La declaración que Pablo formula inmediatamente después de su referencia al acto de ocuparse de la salvación, revela que Dios genera en el creyente tanto la voluntad de vivir correctamente, como también el poder efectivo para hacerlo: “Porque Dios es el que en vosotros produce así el querer como el hacer, por su buena voluntad” (Fil. 2:13). Dios constantemente le transmite poder a los creyentes, por lo que ellos pueden responderle con rectitud moral. La vida cristiana estará llena de “frutos de justicia que son por medio de Jesucristo, para gloria y alabanza de Dios” (Fil. 1:11). Necesitamos comprender que estos frutos de buenas obras fueron originados por el mismo Dios, por lo que “el que comenzó en vosotros la buena obra, la perfeccionará hasta el día de Jesucristo” (Fil. 1: 6; Efe. 2: 8-10).

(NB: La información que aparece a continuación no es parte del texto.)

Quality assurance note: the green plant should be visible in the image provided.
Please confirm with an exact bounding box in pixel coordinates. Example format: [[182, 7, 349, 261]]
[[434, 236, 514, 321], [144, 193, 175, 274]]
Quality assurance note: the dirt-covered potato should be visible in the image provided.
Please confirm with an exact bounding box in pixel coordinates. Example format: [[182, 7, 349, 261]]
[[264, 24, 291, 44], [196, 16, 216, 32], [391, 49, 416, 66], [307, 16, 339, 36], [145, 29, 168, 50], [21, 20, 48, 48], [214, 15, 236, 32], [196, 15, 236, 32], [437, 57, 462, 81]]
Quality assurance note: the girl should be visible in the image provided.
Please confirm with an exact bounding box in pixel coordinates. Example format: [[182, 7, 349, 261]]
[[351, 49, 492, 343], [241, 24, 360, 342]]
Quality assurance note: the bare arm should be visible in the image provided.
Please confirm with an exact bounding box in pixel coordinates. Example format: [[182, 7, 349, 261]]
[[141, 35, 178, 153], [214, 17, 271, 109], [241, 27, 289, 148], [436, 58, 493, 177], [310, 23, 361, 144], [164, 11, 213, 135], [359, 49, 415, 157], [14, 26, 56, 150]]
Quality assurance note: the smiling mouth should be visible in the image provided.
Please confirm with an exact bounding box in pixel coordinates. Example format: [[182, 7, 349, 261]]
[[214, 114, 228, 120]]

Sobre el autor: Hans K. LaRondelle, es profesor en el Seminario de Teología de la Universidad Andrews, Berrien Springs, Michigan, Estados Unidos. También es autor de varios libros entre ellos Perfection and Perfectionism.
Referencias
[1] Véase H. K. LaRondelle, Deliverance in the Psalms (Berrien Springs, Mich., First Impressions, 1985), págs.
149-156.
[2] Véase H. D. Betz, Galatians (Filadelfia, FortressPress, 1979), pág. 151.
[3] Véase Ivan T. Blazen, Death to Sin According to Romans 6: 1-14 (Princeton, N. J., 1979), pág. 383.
[4] Véase C. E. B. Cranfield, The Epistle to the Romans, International Critical Commentary, t. 1, pág. 155; H. Ridderbos, Paul: An Outline of His Theology (Grand Rapids, William B. Eerdmans, 1975), pág. 180.
[5] H. N. Ridderbos, The Epistle of Paul to the Churches of Galatia, New International Commentary of the New Testament (Grand Rapids, William B. Eerdmans, 1965), pág. 189.